This course is expected to run but has not yet been scheduled.
Do good-looking people earn more? Are `Emily’ and `Greg’ more employable than `Lakisha’ and `Jamal’? Can cancer affect housing prices? Does living near a fast food restaurant cause obesity? Is corruption a cultural trait? This course will examine selected discoveries in empirical economics and explain them in easy-to-understand terms, introducing students to the techniques economists use to solve the riddles of everyday human behavior.
When you think of an economics course, you might guess that you would learn how supply and demand determine market prices, or how you can game the stock market to become a billionaire using clever economics theories. However, recent empirical research in economics has answered interesting questions in many fields, the results of which can be observed in everyday life. This course will examine selected discoveries in empirical economics and explain them in easy-to-understand terms, introducing students to the techniques economists use to solve the riddles of everyday human behavior.

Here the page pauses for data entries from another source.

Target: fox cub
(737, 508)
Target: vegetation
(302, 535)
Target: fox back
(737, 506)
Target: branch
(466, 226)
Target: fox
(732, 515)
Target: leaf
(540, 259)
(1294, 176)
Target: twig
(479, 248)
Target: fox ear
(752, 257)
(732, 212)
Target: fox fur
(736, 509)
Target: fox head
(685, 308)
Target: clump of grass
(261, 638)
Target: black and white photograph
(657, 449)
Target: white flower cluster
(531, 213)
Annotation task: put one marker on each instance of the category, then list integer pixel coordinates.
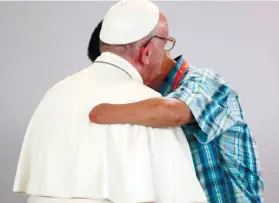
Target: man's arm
(156, 112)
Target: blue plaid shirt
(224, 152)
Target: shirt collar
(166, 87)
(124, 65)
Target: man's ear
(145, 54)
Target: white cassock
(66, 156)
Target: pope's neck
(136, 65)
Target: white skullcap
(129, 21)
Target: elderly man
(67, 159)
(224, 152)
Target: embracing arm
(156, 112)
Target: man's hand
(155, 112)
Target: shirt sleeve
(215, 105)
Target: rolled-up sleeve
(213, 103)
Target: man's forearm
(155, 112)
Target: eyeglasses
(169, 44)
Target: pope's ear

Each day, students will be introduced to different methods that are used in economics to identify causal effects in our everyday life. Some recent and interesting articles will be used to explain the intuition behind each method.
Students will learn how to interpret data, and test hypotheses using that data. They will also set up their own hypotheses and identify possible ways of testing them using the techniques learned in class. In the last hour of class each day we will watch a popular documentary on the economic analysis of how humans respond to incentives, and apply what we learned in class to critique the arguments presented in the film.
This course does not require any prerequisite economics courses but basic understanding of economics principles is helpful.